Raising kind kids

Being nice to others can have far-reaching results.

By Donna Fleming

My Nana had a favourite saying: “It’s nice to be important, but it is more important to be nice.”

Kindness is a very underrated personality trait. Many parents would rather their kids were strong, smart or hard-working. Yet being kind is important because not only does it help other people, but it can make you feel better about yourself.

A Canadian study has found that children who regularly carry out simple acts of kindness towards others have a greater sense of wellbeing and self-esteem. Encouraging children to be kind to those around them may reduce the incidence of bullying.

We are all born with the capacity to act kindly towards others, although some of us are naturally more caring than others. But we may lose some of our compassionate spirit as we age, due to our environment and the experiences we have in life. If we all made kindness a priority, the world would be a much nicer and happier place.

Encouraging your kids to be kind can have wide-reaching consequences, both for them and the people with whom they come into contact.

How to raise kind kids

• Make being kind a rule in your house. Let the kids know that it’s something you expect them to stick to all the time – even if others have been less than kind to them.

• Be a good role model.

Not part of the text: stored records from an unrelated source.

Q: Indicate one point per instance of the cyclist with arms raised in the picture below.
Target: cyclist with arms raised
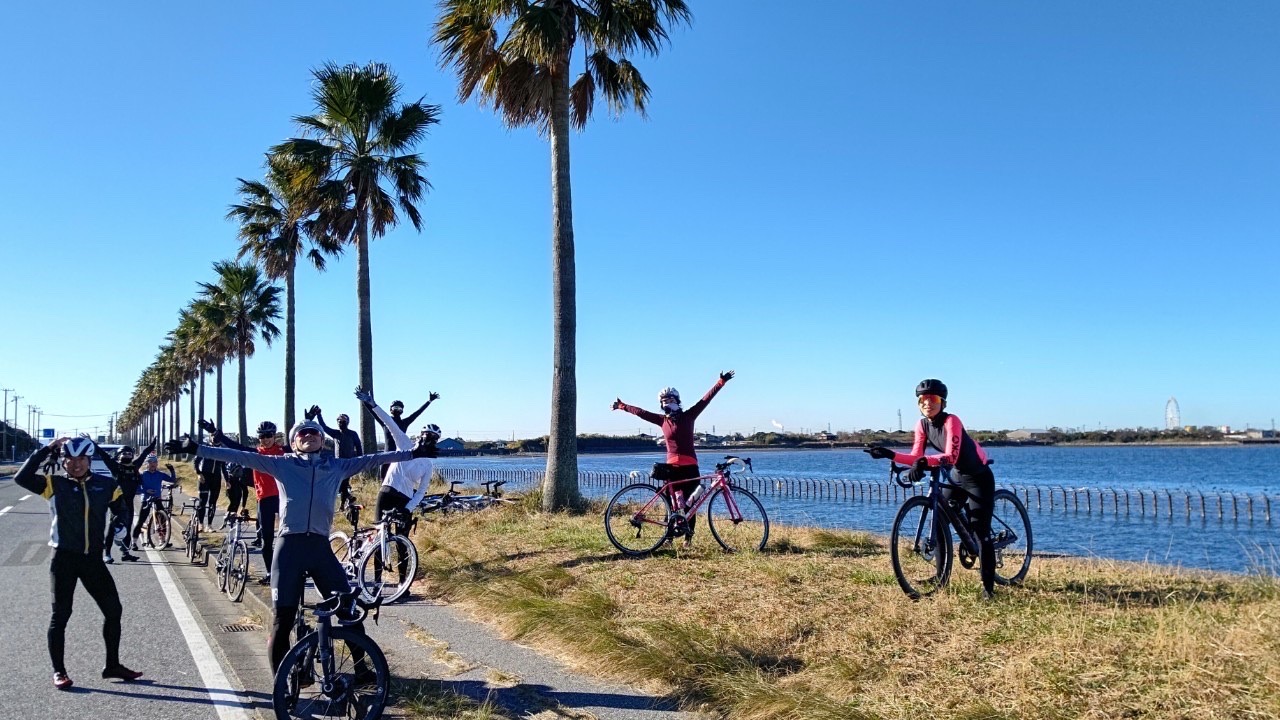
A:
(78, 501)
(677, 428)
(307, 479)
(945, 433)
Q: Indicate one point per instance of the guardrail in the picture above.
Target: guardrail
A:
(1165, 504)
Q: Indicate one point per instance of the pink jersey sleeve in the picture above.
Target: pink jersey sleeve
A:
(917, 449)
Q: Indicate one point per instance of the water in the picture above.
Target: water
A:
(1230, 545)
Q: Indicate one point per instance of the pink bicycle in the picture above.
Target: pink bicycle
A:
(641, 515)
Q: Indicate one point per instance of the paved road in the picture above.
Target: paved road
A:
(183, 677)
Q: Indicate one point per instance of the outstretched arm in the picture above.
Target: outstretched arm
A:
(414, 415)
(638, 411)
(28, 474)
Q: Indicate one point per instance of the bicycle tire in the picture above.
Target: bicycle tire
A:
(158, 528)
(223, 564)
(920, 556)
(289, 701)
(237, 570)
(1011, 534)
(749, 532)
(341, 546)
(374, 568)
(631, 529)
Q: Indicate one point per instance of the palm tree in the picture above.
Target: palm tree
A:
(356, 142)
(525, 77)
(247, 304)
(275, 227)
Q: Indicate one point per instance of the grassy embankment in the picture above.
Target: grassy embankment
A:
(817, 627)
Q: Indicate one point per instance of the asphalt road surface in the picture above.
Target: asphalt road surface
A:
(183, 671)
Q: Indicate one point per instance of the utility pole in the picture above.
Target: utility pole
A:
(4, 420)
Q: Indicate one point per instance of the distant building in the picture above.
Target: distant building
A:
(1022, 434)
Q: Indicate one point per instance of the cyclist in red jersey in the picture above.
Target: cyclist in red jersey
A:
(970, 469)
(677, 429)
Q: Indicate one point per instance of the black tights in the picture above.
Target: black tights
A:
(65, 570)
(981, 491)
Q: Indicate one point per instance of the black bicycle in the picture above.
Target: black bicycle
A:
(333, 671)
(920, 543)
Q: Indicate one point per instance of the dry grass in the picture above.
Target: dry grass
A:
(818, 628)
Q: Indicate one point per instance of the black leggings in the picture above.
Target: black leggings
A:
(208, 504)
(296, 557)
(981, 491)
(268, 507)
(64, 572)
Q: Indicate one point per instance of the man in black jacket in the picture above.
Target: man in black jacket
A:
(78, 501)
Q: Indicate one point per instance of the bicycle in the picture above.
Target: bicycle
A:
(320, 677)
(191, 536)
(159, 525)
(640, 516)
(920, 542)
(365, 552)
(232, 563)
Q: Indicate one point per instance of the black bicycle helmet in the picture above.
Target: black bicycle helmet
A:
(931, 387)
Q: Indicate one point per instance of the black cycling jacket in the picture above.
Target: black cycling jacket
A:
(78, 506)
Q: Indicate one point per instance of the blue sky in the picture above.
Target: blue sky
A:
(1065, 210)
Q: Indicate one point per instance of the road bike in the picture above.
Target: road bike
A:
(641, 516)
(920, 542)
(366, 551)
(232, 561)
(333, 671)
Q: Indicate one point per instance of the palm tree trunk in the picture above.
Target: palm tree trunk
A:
(365, 329)
(242, 395)
(219, 404)
(560, 486)
(291, 347)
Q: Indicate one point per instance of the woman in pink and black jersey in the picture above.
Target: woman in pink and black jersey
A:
(970, 469)
(677, 429)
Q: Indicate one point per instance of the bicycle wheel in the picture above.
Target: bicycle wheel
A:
(359, 688)
(223, 564)
(341, 546)
(192, 541)
(638, 519)
(237, 570)
(920, 556)
(158, 528)
(1011, 534)
(737, 520)
(396, 572)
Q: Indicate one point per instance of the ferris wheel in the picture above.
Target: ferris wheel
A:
(1173, 418)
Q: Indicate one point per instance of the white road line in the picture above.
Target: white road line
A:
(220, 692)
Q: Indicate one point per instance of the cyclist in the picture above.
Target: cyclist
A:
(124, 466)
(78, 502)
(151, 482)
(403, 423)
(238, 481)
(677, 428)
(210, 473)
(406, 482)
(972, 472)
(346, 441)
(309, 479)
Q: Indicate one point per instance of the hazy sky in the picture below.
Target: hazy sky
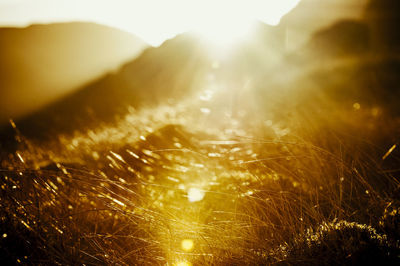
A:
(152, 20)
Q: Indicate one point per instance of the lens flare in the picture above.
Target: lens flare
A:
(195, 194)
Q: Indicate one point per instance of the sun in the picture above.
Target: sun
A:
(226, 22)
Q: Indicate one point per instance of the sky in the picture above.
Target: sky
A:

You can’t expect your children to be thoughtful human beings if you’re not. And don’t just talk about being kind – demonstrate it to them.

• Celebrate kindness. When your children do something nice for someone else, show your appreciation and praise them for their good deed.

• Talk about kindness. At dinner time, discuss what they did today that was kind. Did they see other people being kind? Let them watch those YouTube videos of people all over the world doing thoughtful things for others and discuss how it makes them feel.

• Practice being kind. Get them to make a point of doing random acts of kindness every day – even if it is just telling someone they look nice or holding a door open for strangers. If your kids struggle with being thoughtful, try role-playing different scenarios and show them how to behave kindly in situations in which they might find themselves.

• Talk about how other people have feelings just like them, and try to get your children to realise how their actions impact on other people. Role-playing can also help here.